Facebook Comments Case Study

During a recent redesign of the public pages of user-generated custom t-shirt designs on ClassB, I was faced with a choice: either fix some minor back-end issues with the home-grown commenting system I had written, replace it with a different system, or remove commenting altogether. I did not consider this a very important decision, because so few comments had ever been posted.

Because of this, I was leaning toward removing comments altogether. I instead chose to replace it with Facebook Comments, to establish that the commenting system itself has little effect on the quantity or quality of comments.

I was certain that the content itself determined whether or not people would comment. I was wrong.

On October 12, 2011, I posted the first test comment to the system. That was 150 days ago. During those 150 days, there have been 292 comments posted. For comparison, the equivalent time period a year earlier had just 41 comments posted to the old system.

Switching to Facebook commenting increased the quantity of comments by 612%.
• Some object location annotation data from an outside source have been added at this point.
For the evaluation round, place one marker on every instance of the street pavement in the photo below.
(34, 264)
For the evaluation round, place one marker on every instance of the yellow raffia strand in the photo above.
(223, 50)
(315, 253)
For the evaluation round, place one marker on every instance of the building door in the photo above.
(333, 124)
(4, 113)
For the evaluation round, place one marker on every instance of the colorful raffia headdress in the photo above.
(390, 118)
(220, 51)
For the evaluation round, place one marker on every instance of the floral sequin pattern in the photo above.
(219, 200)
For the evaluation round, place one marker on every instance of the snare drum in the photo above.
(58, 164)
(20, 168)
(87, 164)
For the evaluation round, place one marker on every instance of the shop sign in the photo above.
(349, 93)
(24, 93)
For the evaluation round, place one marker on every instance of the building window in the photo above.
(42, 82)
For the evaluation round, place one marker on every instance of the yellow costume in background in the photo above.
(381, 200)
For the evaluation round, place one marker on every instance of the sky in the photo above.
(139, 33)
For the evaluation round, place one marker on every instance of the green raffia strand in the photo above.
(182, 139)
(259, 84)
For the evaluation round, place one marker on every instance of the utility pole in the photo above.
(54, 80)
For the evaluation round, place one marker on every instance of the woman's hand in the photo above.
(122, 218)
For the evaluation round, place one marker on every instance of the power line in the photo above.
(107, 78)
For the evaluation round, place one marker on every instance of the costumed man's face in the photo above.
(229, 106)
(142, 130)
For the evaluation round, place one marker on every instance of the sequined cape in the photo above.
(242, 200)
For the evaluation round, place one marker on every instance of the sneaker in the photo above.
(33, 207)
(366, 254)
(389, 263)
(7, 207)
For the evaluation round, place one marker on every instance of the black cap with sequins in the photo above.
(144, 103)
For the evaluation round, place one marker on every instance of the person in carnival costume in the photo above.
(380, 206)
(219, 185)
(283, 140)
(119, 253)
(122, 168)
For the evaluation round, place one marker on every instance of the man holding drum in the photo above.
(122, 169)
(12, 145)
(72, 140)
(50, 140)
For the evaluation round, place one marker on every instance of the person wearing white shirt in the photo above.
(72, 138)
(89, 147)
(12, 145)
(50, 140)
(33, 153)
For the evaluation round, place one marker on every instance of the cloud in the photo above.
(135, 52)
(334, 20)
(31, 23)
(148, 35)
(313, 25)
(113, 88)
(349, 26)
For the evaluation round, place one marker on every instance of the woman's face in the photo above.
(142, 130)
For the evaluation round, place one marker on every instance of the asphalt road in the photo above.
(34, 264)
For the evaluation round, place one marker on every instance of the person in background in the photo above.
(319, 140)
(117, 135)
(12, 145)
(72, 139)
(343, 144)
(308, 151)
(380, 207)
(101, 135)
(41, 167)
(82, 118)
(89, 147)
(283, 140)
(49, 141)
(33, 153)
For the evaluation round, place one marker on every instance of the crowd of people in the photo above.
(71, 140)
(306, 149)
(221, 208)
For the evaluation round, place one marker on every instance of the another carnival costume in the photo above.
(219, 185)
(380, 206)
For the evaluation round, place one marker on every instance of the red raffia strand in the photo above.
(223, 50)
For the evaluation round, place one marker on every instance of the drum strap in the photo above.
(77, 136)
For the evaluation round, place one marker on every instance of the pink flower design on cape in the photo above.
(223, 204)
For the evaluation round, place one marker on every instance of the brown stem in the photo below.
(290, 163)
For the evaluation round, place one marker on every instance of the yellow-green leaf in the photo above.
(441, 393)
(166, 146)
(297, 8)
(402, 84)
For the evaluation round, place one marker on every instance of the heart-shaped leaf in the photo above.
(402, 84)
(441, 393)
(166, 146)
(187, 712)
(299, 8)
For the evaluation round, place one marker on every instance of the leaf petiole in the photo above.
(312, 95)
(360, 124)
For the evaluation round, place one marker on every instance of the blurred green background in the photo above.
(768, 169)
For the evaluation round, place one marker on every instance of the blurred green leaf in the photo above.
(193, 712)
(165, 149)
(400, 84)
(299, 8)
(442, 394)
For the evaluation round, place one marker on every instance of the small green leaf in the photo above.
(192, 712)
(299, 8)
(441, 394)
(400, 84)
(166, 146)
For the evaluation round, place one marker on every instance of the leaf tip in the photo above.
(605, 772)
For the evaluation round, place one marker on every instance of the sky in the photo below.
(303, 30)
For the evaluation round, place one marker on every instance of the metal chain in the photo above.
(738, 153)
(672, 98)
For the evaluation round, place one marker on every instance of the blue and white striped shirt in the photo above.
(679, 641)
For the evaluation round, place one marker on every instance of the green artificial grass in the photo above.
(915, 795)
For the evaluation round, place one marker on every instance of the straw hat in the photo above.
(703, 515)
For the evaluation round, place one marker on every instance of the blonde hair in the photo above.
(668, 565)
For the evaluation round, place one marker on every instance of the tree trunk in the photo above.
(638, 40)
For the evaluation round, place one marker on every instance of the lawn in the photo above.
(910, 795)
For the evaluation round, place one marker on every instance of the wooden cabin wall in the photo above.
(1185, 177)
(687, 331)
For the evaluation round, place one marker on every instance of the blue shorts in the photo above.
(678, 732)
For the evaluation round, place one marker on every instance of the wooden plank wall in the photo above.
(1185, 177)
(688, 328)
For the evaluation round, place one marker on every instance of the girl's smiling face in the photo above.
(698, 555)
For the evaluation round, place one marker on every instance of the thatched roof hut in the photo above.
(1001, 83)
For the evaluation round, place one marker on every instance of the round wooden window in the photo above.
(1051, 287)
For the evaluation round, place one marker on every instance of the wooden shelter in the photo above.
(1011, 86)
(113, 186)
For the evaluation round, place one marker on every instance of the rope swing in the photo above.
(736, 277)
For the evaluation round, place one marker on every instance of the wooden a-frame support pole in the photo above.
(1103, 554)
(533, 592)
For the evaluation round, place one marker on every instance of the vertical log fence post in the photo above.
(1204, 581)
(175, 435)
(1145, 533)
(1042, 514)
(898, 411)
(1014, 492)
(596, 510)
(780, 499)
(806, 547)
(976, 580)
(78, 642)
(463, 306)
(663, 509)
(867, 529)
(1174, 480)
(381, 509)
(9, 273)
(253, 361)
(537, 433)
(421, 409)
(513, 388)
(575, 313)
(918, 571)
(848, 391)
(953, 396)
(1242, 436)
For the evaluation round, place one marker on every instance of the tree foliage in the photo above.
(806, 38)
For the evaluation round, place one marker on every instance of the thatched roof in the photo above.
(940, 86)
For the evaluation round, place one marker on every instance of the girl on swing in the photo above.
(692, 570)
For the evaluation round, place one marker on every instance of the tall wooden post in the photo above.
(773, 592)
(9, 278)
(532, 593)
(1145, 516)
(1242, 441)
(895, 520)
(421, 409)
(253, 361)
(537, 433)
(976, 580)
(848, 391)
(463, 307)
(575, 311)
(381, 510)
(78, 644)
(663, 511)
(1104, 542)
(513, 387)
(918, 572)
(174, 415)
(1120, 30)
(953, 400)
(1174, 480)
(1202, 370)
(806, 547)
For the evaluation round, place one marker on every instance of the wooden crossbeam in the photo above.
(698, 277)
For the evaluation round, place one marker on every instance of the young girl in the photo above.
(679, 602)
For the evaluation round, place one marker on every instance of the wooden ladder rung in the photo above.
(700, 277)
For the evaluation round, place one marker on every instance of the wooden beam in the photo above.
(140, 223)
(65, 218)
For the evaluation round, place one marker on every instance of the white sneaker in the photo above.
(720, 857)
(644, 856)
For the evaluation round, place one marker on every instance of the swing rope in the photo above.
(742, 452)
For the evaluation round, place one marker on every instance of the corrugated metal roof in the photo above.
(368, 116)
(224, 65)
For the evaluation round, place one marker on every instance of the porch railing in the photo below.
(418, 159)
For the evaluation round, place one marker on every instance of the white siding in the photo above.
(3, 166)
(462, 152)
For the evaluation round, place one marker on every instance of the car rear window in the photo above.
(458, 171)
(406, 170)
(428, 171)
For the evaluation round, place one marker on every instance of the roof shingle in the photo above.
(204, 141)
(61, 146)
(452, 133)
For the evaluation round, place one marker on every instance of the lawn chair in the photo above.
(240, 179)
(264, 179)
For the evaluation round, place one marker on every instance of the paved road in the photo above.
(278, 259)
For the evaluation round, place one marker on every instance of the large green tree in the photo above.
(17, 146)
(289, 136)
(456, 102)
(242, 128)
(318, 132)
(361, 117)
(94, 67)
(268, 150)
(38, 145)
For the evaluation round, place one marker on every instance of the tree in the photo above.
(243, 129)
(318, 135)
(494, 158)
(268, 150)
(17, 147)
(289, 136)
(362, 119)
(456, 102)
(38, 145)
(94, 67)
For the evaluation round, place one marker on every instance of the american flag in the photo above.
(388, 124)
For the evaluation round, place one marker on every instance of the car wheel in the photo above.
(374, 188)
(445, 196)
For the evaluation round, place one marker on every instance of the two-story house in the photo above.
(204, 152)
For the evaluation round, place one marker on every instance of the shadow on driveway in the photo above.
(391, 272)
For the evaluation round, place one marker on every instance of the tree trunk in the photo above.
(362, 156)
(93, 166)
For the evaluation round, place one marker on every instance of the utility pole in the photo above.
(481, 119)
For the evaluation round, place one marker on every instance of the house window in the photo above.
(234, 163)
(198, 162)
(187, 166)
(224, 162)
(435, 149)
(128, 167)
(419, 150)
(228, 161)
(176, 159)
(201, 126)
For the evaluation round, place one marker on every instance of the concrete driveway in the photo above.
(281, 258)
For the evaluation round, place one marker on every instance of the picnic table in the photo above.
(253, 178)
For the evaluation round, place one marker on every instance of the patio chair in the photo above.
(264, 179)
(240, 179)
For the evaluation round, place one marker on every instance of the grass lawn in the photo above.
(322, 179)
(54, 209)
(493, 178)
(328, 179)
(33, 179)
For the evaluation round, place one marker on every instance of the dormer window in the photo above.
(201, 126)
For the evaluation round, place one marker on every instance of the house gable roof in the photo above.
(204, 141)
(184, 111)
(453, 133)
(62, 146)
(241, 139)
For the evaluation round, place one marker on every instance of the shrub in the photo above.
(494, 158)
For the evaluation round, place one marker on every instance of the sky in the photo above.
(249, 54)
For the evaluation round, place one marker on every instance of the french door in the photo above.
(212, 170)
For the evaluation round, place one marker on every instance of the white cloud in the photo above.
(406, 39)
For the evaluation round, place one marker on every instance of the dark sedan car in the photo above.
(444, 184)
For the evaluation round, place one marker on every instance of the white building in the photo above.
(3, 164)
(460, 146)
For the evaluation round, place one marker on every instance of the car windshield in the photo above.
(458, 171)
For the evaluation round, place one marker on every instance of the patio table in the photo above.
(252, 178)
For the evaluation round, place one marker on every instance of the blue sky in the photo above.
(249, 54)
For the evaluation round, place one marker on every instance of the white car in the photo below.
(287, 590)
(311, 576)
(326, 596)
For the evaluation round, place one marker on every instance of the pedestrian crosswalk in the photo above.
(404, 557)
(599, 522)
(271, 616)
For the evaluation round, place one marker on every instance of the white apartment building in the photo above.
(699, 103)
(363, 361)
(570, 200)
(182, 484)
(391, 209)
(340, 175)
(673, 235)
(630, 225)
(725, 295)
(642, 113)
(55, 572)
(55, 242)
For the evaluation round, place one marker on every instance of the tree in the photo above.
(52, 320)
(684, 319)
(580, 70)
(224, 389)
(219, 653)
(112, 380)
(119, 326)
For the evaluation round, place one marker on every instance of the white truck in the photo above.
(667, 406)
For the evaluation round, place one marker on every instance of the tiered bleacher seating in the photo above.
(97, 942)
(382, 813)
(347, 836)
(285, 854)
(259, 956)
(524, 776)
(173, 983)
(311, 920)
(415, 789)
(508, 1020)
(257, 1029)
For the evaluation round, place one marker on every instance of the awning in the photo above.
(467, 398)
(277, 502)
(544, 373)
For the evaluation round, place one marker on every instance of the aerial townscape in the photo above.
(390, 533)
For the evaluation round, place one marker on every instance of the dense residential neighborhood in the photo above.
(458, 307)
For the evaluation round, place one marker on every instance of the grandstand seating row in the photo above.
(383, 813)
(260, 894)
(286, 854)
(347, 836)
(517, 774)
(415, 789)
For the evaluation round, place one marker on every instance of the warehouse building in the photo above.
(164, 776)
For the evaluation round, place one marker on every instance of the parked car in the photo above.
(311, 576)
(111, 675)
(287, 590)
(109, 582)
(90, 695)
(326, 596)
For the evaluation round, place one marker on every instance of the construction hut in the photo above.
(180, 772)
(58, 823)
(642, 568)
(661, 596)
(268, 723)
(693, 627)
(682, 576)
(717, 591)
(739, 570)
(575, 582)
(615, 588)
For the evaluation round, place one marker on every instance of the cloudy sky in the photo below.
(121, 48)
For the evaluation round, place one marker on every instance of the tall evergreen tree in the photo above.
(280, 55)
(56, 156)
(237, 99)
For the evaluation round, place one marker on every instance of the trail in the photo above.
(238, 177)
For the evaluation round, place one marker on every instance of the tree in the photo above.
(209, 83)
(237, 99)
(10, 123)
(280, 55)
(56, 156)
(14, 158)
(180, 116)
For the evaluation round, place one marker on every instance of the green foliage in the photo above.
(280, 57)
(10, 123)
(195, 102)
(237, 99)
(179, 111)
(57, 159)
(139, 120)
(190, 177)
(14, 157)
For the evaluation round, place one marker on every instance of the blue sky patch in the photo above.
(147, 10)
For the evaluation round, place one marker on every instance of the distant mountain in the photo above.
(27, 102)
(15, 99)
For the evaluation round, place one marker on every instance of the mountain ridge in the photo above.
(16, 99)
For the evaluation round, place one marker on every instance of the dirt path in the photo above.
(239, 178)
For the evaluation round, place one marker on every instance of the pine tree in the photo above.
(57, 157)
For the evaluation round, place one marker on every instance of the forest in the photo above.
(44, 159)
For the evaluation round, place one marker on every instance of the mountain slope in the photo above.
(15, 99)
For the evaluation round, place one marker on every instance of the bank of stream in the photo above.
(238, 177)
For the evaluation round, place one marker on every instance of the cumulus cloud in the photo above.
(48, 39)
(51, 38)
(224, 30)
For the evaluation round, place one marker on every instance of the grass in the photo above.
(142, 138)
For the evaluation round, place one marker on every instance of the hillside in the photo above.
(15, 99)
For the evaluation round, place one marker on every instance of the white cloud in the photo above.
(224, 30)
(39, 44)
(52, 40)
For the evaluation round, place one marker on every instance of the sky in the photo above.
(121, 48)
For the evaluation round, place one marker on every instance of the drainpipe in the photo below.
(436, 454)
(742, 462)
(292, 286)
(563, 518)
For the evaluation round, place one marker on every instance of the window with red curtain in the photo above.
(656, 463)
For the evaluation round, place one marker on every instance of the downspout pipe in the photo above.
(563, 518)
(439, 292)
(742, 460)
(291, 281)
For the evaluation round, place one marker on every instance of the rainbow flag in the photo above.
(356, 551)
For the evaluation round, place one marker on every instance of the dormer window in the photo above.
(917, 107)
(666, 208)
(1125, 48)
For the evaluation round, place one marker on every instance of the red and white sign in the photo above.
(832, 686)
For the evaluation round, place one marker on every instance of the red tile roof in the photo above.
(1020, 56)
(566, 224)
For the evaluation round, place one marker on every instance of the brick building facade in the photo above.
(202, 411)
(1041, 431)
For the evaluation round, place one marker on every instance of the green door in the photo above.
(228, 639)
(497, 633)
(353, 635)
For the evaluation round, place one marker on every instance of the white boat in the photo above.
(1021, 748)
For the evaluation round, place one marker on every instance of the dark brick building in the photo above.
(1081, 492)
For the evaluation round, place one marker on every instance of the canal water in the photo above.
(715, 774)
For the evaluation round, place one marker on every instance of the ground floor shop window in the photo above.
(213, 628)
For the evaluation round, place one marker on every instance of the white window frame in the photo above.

So, not only did I get moderation tools, swear word filtering, and grammar correction for free, the system itself made it so much easier for people to comment that it dramatically increased participation. Comments also end up being posted in many cases to Facebook users walls, so there is a built-in opportunity to increase awareness of our site and what we offer.

Because of the open graph API, it’s trivial to still include a static version of comments for non-javascript browsers to read (including search engines).

I’ve replaced WordPress comments on this blog to see the effects here and will be running similar tests across other sites.